Can ridge regression be used in the presence of categorical predictors?

Question

I have a regression problem and I am thinking of using ridge regression. One of the predictors is subject's gender, which is a categorical variable. How to take care of this variable for ridge regression modeling? Can it be encoded as $0$ and $1$? What to do with a categorical variable with more than $2$ categories?

usεr11852 · Accepted Answer · 2015-12-10T19:58:11.900

6

You are correct to assume that a categorical variable is encoded as indicator function/vector in your design matrix $X$; this is standard. To that respect, usually one of the levels is omitted and subsequently treated as baseline (if not you would have surely a rank-deficient design matrix when incorporating an intercept).
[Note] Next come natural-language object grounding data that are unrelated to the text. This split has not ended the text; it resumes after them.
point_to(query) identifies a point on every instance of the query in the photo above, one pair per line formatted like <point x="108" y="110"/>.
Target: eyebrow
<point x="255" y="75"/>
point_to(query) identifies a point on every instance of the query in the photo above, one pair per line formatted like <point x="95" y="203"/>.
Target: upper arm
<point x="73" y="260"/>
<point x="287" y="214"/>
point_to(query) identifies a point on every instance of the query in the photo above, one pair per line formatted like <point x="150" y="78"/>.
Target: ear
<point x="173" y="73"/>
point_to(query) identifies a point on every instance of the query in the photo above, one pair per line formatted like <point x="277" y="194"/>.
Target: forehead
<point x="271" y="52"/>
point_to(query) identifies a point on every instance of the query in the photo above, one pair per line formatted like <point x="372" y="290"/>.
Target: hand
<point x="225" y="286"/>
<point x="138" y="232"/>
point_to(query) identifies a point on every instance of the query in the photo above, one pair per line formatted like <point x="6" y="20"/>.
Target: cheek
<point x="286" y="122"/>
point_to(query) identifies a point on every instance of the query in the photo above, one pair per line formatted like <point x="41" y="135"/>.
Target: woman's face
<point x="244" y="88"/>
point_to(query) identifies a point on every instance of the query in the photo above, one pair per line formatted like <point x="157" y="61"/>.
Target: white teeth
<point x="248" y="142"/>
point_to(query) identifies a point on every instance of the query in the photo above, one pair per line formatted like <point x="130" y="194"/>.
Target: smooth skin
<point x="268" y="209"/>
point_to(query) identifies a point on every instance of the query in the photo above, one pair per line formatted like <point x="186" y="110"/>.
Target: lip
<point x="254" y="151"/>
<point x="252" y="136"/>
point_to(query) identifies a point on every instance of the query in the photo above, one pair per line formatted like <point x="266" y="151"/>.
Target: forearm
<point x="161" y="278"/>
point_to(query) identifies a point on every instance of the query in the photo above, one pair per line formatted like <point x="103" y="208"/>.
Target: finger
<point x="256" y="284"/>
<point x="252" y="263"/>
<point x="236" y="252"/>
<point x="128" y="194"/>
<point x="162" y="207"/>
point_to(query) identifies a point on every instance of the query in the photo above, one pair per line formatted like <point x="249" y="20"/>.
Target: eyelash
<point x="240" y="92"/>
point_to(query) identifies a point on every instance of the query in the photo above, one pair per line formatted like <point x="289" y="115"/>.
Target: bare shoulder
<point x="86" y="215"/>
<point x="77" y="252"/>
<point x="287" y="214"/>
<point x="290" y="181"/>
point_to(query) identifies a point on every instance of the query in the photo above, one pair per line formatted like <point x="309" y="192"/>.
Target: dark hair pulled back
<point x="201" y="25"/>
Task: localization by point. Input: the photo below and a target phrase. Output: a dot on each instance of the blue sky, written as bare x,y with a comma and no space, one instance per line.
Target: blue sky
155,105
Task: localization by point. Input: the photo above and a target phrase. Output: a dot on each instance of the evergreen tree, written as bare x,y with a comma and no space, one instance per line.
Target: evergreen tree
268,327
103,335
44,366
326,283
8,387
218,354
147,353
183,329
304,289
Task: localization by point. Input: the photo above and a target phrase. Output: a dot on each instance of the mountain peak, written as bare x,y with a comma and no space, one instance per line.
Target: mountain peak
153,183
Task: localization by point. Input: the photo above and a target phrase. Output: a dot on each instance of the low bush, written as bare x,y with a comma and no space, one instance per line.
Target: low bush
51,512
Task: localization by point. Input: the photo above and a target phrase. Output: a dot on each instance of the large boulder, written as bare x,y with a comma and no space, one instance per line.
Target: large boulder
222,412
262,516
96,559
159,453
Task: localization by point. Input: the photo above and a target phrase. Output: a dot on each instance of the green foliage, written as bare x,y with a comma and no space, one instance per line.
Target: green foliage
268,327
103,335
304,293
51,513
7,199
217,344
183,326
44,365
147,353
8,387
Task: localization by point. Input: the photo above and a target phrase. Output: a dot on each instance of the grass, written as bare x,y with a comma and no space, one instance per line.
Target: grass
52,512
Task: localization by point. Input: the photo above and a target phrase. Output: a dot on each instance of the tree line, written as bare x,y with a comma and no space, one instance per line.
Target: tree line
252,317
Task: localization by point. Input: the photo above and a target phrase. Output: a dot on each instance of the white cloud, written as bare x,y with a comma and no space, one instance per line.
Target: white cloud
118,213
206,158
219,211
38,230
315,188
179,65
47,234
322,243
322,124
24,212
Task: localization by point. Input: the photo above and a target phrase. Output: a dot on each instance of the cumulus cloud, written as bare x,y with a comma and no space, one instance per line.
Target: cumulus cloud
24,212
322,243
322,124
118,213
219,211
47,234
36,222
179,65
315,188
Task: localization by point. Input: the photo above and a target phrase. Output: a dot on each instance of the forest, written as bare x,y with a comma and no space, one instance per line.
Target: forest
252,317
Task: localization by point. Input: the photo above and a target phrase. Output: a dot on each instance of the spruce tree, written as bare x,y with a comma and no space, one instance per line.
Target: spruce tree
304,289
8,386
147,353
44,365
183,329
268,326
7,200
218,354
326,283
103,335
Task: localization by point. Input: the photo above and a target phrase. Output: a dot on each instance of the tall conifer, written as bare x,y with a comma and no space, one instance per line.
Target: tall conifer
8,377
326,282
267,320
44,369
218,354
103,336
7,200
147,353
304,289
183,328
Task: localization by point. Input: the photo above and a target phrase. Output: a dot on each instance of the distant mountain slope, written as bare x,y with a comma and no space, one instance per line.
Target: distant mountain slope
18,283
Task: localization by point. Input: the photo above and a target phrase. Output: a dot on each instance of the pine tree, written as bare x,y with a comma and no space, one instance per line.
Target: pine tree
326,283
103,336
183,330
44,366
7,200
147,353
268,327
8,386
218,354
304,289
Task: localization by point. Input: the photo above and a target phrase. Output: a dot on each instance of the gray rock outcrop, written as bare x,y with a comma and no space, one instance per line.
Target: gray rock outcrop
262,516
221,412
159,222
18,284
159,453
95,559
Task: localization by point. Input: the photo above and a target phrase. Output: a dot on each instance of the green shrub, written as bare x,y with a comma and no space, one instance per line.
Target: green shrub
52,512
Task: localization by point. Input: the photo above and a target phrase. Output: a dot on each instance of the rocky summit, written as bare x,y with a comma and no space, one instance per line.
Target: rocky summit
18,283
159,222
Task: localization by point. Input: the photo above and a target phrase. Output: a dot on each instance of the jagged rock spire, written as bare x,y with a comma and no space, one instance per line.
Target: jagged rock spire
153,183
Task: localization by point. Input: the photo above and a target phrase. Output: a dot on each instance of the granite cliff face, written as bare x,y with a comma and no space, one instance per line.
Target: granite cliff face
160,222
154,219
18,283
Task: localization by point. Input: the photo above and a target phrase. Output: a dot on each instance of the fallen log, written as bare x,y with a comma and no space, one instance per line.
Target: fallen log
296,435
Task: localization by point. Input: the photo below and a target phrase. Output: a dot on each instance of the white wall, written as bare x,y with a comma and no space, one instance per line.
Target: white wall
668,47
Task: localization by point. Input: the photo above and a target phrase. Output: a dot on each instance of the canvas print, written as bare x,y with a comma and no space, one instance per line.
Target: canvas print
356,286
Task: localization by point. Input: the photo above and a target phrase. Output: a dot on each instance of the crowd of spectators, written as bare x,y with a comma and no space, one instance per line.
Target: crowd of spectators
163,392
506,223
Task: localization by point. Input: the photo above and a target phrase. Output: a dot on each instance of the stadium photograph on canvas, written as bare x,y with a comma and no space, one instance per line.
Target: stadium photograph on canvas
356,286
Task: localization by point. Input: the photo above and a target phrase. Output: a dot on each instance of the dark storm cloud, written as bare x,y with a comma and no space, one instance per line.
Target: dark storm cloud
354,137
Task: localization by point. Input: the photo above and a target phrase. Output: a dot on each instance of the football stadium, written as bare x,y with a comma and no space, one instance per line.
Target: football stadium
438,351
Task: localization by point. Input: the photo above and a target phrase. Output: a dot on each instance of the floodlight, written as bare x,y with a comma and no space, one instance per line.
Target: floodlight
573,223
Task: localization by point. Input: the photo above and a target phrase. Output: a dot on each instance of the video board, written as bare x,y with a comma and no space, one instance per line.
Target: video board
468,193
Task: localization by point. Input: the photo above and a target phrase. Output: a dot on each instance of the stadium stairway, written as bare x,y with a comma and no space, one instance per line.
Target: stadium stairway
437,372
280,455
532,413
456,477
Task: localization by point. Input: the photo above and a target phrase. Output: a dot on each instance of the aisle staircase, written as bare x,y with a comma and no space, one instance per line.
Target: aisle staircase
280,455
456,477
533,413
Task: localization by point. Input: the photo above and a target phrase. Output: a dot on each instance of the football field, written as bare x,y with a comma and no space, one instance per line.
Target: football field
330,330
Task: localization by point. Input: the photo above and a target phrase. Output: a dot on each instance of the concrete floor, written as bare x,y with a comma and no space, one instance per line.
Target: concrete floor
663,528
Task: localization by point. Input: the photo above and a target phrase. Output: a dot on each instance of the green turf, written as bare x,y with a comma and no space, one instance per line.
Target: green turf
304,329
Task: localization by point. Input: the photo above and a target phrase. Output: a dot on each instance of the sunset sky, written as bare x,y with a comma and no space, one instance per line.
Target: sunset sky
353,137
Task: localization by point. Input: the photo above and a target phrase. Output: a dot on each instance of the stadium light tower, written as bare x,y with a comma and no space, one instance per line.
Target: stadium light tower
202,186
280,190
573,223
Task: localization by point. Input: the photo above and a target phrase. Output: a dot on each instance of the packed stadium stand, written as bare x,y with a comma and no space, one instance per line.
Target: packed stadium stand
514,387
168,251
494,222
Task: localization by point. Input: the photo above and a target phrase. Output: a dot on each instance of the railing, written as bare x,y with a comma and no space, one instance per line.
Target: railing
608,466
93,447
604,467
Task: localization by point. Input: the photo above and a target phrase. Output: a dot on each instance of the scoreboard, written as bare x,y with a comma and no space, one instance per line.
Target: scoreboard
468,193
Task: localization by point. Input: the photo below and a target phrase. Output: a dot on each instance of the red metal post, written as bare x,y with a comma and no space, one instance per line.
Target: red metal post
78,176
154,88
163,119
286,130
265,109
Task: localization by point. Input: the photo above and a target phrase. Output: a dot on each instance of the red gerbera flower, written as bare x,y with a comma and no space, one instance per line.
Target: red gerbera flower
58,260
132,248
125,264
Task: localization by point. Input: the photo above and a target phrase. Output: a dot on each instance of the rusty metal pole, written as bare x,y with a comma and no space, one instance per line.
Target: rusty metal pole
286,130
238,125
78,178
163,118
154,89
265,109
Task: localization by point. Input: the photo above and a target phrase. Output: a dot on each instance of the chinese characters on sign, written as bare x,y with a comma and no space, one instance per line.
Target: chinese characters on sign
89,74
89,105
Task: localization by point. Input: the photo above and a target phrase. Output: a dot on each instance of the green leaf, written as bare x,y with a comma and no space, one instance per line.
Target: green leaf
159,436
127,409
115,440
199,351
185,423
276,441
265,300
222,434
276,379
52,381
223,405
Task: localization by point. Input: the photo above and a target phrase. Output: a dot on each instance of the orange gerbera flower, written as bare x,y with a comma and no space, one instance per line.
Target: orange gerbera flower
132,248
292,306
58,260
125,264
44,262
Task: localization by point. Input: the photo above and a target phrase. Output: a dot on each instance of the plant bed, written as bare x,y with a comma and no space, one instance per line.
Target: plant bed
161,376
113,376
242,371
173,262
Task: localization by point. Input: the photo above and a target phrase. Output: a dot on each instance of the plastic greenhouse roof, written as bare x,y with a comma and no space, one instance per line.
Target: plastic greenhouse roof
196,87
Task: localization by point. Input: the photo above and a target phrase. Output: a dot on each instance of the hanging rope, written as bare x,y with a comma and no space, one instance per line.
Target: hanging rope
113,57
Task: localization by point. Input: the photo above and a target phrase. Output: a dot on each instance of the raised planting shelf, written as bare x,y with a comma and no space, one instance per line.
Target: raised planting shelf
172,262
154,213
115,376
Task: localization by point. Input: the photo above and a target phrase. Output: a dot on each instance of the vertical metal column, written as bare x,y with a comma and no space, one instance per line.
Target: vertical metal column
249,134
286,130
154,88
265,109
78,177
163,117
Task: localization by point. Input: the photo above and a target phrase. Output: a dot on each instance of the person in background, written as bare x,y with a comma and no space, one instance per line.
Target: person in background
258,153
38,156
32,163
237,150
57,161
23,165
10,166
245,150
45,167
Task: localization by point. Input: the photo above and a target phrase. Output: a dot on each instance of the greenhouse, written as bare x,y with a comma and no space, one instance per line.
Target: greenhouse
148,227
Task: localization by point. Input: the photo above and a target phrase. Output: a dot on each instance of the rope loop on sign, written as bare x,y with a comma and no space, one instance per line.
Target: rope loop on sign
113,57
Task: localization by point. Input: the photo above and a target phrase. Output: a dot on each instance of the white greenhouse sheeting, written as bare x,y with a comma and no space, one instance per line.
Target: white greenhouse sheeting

If you have a categorical variable with multiple categories you will once more treat is as an indicator function in your design matrix $X$. Just now you will not have a vector but a smaller submatrix. Lets see and example with R:

set.seed(123)
N = 50; # Sample size
x = rep(1:5, each = 10) # Make a discrete variable with five levels
b = 2
a = 3 # Intercept
epsilon = rnorm(N, sd = 0.1)

y = a + x*b + epsilon; # Your dependant variable

xCat = as.factor(x) # Define a new categorical variable based on 'a'

lm0 = lm(y ~ xCat)


MM = model.matrix(lm0) # The model matrix you use
image(x = 1:ncol(MM), y = 1:N, z=t(MM))  # The matrix image used. / Red is zero

As you see the levels 2,3,4 and 5 are encoded as separate indicator variables along the columns 2 to 5. The columns of ones in the column 1 is your intercept, level 1 is automatically omitted as an individual column and is assumed active alongside the intercept.

OK, so what about the ridge parameter $\lambda$? Remember that ridge regression is essentially using a Tikhonov regularized version of the covariance matrix of $X$. ie. $\hat{\beta} = (X^TX + \lambda I)^{-1} (X^T y)$, to generate the estimates $\hat{\beta}$. That is not problem for you if you have discrete (categorical) or continuous variables in your $X$ matrix. The regularization takes part outside the actual variable definition and essentially "amps" the variance across the diagonal of the matrix $X^TX$ (the matrix $X^TX$ can be thought of as a scaled version of covariance matrix when that the elements of $X$ are centred).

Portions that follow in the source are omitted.